Education should form character. Education should help fashion out solutions to problems and not create problems. Education should make the educated humble. Education should instill the fear of god in the educated. Education should banish greed and ostentation. Education should bring out the patriotism in the educated. Education has failed to achieve all these in the educated Ghanaian in particular and the African in general. This is the fact Prof. Watson was making reference to. Today, when Ghanaians look at Malaysia, Thailand, Singapore, Brazil, Panama, we can only recall the frustration of some disenfranchised citizens as recorded in the Living Bible: “It is indeed a magnificent country (Singapore, Brazil, Thailand, Malaysia, Panama) – a land flowing with milk and honey.

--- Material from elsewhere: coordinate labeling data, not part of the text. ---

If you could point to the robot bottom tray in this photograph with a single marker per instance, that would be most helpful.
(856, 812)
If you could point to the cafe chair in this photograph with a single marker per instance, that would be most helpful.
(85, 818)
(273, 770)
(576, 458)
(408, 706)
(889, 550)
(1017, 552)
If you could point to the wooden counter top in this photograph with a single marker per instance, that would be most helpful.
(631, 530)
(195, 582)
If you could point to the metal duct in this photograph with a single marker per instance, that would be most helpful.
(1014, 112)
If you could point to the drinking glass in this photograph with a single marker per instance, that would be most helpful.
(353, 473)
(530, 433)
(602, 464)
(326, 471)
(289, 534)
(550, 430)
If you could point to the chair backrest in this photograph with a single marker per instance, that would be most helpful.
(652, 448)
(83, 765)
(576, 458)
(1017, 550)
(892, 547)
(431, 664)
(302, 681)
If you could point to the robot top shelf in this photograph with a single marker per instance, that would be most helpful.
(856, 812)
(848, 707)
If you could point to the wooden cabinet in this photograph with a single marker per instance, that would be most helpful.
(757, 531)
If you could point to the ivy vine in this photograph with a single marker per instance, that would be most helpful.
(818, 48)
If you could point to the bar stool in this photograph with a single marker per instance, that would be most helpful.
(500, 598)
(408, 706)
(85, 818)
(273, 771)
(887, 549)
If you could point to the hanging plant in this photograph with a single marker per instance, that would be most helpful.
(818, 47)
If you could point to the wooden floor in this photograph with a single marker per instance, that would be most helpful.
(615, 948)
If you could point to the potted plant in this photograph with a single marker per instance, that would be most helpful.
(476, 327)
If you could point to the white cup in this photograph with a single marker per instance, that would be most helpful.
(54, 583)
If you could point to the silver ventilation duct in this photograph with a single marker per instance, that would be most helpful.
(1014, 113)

But the people living there are powerful and their cities are fortified and very large. The land is full of warriors, the people are powerfully built. We (Ghanaians) felt like grasshoppers before them, they were so tall”
What made the difference? Read Prof. Sule Gambari, former Nigerian Under-Secretary at the United Nations: “Africa failed to produce a productive middle class but instead had produced a parasitic elite that lived off the fat of the land through non-productive activities dependent on political patronage” – simply put, Africa has produced the educated elite who indulge in the practice of legal corruption.